Anyway as I'm dragging the hose up the steps to the van I can see the tops of the upper cills on one side of the house and if I say so myself they are spotless. So I think I will go and find Mr T. for a chat a la dumpee.
So I go to the door and Mrs T has the cheque in her hand and I ask if her husband is about as when he spoke to Dan he seemed to have "some concerns about the method we use and the cills and that Mr T wonders whether he wants to continue using us but that he'll see how the windows are this time."
Mrs T looks a bit surprised but said that Mr T was reaching out the bedroom windows to wipe the cills on the weekend as they were quite mucky.
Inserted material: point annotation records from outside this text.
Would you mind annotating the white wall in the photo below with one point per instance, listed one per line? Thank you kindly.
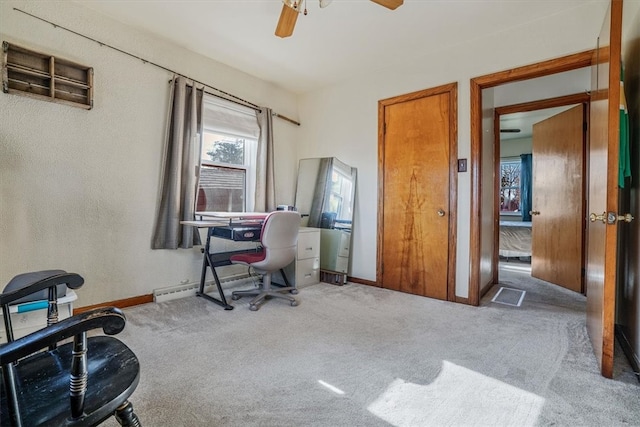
(78, 188)
(342, 120)
(510, 148)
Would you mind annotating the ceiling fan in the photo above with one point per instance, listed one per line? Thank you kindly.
(292, 8)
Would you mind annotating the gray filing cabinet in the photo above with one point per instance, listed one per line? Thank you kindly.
(305, 269)
(334, 252)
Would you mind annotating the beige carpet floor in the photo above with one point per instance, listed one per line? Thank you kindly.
(357, 355)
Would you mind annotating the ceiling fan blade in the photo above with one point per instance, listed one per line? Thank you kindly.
(389, 4)
(287, 21)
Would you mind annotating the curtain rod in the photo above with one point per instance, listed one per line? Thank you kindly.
(231, 97)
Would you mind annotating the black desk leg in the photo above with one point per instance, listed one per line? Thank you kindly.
(206, 262)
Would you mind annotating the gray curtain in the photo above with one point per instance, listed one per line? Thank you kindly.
(265, 199)
(526, 164)
(321, 191)
(179, 168)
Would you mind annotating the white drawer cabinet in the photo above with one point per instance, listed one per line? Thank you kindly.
(305, 269)
(335, 250)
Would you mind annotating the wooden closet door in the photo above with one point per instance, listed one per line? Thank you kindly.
(416, 219)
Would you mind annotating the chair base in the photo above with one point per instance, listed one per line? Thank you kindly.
(265, 292)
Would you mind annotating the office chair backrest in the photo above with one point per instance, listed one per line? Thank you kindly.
(279, 239)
I say I'm not surprised as they are surrounded by trees and it's been eight weeks since we've been.
She says that her husband likes the old way where the cills can be wiped but that "not to worry as we can't find anyone"

So I say well if you want someone who is prepared to risk their neck getting a ladder down all these steps and then climbing up it ten times to do your upper cills then you might have a problem.
"What's that?" she asks.
"When he falls and is sat watching Jeremy Kyle and the ambulance chasing solicitors get through to him and you know he could've cleaned your windows a safer way you might get sued."
"Point taken." says she. "But anyway we can't find anyone else so we'll stay as we are."
Me: "Are you sure Mr T isn't available because I'd like to say the next thing direct to him."
Her: "No he was on the phone; you can talk to me."
Me: "Well as you'd like someone else to clean your windows I'll help you galvanise your decision more quickly, because we won't be cleaning for you anymore, goodbye."
Her: "Oh er um well we're quite happy with the windows really .... um er where can we find someone?"
Me: "That's something for you and Mr T. to ponder as the long winter nights draw in but as for me, having been asked to "get lost", I'm "getting lost". Good day.
As Paul Coleman says - it's like having a weight from your shoulders when you ditch a customer that you really don't want to call on anymore.